Janet Nahorney, a certified public accountant and partner at the accounting firm BlumShapiro, explains that another trigger used by both the DOL and IRS doesn’t involve actual mistakes. If a plan is working with an auditing firm that only dabbles in the retirement plan space to complete its required annual testing, that can signal to federal regulators that the plan may not be receiving adequate oversight and therefore deserves a closer look.

“Over the years, a majority of reputable accounting firms that do benefit plan audits, they’ve joined the Employee Benefit Plan Audit Quality Center, so that’s an important thing to note,” Nahorney says. “My advice is to make sure those who are reviewing your plan regularly are registered with the center. That will be viewed favorably by the DOL.”

Other common audit triggers include negative news stories, either directly related to the retirement plan or a company’s general management practices, Nahorney says. The DOL also takes note of bankruptcy filings and how they may impact plan participants, she says.

Once an audit is triggered, say Ashton and Nahorney, plan fiduciaries should cooperate fully with the DOL and provide whatever information is requested. The deadline for returning requested plan data is typically 10 days, Ashton says.
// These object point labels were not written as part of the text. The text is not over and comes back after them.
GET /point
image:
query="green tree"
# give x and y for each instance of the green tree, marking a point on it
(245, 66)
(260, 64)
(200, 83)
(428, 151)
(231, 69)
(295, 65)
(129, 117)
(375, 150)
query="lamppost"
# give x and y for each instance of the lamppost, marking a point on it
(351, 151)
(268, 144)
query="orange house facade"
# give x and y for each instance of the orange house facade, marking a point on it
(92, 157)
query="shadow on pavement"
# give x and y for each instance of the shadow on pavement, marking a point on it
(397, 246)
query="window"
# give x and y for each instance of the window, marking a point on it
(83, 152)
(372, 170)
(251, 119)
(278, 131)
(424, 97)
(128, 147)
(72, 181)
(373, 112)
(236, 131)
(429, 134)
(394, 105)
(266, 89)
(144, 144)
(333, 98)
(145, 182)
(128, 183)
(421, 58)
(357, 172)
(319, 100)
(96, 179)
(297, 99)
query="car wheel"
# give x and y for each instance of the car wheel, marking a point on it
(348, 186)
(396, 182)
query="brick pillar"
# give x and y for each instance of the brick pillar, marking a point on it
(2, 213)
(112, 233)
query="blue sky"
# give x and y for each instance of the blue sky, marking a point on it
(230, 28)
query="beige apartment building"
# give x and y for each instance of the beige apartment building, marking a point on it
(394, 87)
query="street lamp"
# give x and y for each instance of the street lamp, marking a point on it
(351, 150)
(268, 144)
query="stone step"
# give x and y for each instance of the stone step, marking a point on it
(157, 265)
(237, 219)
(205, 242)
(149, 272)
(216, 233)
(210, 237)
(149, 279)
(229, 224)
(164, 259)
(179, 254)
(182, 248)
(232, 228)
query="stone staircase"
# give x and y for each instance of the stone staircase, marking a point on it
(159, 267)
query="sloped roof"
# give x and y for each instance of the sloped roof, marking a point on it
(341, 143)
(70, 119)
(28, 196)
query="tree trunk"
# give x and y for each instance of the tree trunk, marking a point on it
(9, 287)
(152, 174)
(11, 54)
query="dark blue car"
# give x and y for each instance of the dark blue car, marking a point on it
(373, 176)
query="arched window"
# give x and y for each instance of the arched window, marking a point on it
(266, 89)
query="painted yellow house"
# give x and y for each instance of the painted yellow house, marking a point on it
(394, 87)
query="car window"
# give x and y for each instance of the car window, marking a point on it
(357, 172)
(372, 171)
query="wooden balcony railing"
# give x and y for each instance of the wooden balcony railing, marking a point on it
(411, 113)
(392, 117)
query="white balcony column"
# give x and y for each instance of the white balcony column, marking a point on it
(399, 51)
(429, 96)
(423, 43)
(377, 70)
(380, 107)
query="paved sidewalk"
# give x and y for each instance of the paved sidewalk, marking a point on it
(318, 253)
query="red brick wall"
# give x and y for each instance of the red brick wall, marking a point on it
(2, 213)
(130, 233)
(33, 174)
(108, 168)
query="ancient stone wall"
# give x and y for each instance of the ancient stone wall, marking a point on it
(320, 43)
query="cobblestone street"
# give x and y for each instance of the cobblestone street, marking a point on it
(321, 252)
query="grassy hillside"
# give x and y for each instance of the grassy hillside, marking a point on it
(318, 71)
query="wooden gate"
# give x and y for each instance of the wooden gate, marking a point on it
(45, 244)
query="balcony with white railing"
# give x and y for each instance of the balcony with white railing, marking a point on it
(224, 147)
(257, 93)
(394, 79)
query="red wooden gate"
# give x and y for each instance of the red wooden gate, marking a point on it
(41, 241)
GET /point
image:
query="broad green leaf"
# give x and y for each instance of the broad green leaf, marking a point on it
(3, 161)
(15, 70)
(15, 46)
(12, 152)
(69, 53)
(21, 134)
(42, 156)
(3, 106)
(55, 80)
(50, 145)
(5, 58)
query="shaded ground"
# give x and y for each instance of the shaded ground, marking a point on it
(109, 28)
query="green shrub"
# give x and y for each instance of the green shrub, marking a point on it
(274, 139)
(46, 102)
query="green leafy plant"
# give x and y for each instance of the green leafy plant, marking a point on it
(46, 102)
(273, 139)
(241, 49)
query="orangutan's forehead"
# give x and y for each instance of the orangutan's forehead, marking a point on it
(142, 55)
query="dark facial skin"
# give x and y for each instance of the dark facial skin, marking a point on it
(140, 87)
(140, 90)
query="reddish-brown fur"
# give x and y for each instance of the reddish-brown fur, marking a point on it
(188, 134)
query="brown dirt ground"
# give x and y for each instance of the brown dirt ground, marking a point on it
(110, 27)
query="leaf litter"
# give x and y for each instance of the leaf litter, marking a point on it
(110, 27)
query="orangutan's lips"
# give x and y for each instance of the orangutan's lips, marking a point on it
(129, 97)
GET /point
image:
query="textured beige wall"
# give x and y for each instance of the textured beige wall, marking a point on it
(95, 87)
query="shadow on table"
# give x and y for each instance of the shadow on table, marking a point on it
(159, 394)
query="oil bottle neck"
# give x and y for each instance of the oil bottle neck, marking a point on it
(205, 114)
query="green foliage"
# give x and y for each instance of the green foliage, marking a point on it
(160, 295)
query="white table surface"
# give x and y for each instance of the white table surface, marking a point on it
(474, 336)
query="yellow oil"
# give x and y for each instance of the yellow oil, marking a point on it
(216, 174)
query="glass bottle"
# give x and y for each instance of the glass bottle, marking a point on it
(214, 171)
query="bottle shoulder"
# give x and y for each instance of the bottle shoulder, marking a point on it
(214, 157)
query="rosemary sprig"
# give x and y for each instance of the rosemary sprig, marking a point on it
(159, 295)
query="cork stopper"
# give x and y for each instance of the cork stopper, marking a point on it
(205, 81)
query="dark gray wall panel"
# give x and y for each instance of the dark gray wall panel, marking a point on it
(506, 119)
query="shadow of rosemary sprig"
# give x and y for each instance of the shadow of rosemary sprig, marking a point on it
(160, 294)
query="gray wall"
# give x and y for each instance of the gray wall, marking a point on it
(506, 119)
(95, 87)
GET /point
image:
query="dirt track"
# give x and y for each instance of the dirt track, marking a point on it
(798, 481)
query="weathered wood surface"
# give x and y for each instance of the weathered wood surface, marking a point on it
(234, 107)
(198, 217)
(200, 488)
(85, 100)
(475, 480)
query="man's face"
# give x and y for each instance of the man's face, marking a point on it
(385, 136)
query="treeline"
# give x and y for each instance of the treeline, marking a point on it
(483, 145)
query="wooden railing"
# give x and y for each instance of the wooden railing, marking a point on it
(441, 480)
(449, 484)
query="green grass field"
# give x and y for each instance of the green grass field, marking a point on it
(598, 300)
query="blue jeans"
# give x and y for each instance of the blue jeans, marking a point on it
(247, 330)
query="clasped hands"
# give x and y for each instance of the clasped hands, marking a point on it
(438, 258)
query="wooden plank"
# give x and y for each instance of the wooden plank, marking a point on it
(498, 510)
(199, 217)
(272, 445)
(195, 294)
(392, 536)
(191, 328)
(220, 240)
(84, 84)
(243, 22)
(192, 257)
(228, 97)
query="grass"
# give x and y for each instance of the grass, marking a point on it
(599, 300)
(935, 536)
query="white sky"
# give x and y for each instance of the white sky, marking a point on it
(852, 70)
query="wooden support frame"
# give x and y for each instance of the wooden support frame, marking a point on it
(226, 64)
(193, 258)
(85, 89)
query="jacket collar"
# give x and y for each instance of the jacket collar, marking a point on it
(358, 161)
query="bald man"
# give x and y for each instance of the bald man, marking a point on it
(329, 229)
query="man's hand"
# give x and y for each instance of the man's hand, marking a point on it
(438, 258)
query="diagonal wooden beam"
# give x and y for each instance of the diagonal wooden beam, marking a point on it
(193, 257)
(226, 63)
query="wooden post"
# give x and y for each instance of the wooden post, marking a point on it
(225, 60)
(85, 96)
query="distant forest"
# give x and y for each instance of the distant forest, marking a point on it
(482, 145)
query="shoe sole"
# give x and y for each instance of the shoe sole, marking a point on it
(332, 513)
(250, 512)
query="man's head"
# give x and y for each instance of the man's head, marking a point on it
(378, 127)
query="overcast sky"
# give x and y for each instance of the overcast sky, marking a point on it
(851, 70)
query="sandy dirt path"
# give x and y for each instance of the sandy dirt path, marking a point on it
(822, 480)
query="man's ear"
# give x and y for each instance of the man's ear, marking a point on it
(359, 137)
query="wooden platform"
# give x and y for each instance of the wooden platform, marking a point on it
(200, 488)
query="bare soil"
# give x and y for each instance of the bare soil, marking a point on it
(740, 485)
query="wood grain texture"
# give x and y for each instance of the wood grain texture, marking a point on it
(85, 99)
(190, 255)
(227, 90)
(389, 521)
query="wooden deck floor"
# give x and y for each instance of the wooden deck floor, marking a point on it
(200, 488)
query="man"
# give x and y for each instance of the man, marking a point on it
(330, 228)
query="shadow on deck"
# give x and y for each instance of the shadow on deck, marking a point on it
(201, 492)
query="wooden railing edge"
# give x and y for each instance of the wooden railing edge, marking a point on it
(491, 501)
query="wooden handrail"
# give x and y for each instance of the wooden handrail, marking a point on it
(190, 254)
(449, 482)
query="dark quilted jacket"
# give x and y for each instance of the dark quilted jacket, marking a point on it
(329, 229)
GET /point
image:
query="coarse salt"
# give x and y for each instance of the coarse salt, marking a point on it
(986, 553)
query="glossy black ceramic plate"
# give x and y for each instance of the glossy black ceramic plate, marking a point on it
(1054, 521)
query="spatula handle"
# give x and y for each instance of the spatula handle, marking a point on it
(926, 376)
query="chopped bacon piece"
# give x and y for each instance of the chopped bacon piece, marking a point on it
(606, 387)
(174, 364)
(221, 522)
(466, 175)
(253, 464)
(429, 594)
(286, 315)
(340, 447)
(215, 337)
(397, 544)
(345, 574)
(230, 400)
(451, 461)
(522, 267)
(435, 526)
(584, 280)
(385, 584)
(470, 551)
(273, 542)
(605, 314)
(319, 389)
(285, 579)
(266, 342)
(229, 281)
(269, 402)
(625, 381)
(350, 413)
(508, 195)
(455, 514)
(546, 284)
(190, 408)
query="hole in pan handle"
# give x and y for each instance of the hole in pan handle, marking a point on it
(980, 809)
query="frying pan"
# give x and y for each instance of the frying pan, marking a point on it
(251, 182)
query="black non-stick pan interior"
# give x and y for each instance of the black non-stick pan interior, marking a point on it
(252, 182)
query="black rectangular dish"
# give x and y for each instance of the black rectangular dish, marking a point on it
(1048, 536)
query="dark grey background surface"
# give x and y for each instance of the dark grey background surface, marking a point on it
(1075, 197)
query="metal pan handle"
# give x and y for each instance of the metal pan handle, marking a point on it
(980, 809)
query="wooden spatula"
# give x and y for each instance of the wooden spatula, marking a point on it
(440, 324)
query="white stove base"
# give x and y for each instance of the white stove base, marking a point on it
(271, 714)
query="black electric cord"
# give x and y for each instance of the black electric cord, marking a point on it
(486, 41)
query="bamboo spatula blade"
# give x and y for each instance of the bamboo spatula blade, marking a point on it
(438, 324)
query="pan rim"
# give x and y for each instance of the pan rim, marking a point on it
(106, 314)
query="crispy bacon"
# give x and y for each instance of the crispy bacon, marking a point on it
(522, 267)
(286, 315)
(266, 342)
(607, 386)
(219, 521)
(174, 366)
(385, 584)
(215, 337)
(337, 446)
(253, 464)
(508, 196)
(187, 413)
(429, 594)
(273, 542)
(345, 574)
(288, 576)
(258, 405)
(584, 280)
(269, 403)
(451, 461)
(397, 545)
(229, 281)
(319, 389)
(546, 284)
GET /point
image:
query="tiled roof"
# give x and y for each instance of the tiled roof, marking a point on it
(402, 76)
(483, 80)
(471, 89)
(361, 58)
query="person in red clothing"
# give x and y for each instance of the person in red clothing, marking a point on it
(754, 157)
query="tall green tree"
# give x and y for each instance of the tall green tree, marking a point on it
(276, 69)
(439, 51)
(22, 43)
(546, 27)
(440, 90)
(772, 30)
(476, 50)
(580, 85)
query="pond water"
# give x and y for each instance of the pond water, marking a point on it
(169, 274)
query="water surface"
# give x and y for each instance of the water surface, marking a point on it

Ashton suggest that plan fiduciaries should be sure to return requested information to the DOL in a timely fashion, but it’s important to have enough time to completely review what’s required and what violations, if any, may arise from the disclosures. That usually means a plan will have to file for a reasonable extension, such as an extra two or three weeks, which the DOL almost always grants, Ashton says.

Nahorney says it’s critical to be upfront about any violations, potential or actual, contained in the disclosures—as the DOL will find them, and the federal regulators take a far more favorable view of plan fiduciaries that are honest about mistakes or compliance issues that exist in their plan. This can also improve the likelihood that compliance issues will be viewed as mistakes, rather than willful violations. 

“We get questions from sponsors and service providers, who ask, why should I point out my mistakes? Let the DOL find them,” Ashton says. “Well, they will find them, so it’s better to be proactive.”

Ashton suggests that plan fiduciaries make full use of the time between when an audit is triggered and when DOL or IRS investigators arrive (or conduct phone reviews). If the fiduciaries can put fixes in place before the auditors even identify specific problems, that may not absolve the fiduciaries of all liability, but it will go a long way towards satisfying the auditors and improving outcomes.

Of course, while it’s absolutely essential to give the DOL the information it requests, Ashton points out that there is no need to supply supplementary information that is not specifically requested by the DOL. So it’s important to keep close track of what’s being turned over to the DOL for what purposes.

Once all the required information is submitted, Nahorney says, it becomes a game of “hurry up and wait.”

“I’ve seen audits in my experience that have lasted for years,” she says, pointing to one extreme example that took more than five years to close. “At the end, you’ll either be cleared or, if there are problems, you’ll need an attorney to negotiate a reasonable outcome with the regulators.”

Ashton is quick to point out that sponsors and fiduciary advisers should not “roll over and play dead” when a violation is found and penalties or plan reimbursements are sought by the DOL or IRS.

“Sometimes the DOL investigators do make mistakes,” Ashton says. “Don’t just enter a ‘settlement,’ because there are extra penalties involved with a settlement. Very often we send a letter back that says we disagree wholeheartedly with your conclusion, but nevertheless we put $5,000 back into the plan voluntarily, or whatever amount the DOL is pursuing. We make it clear that we’re not settling with the DOL and triggering additional penalties. Be very careful about not settling.”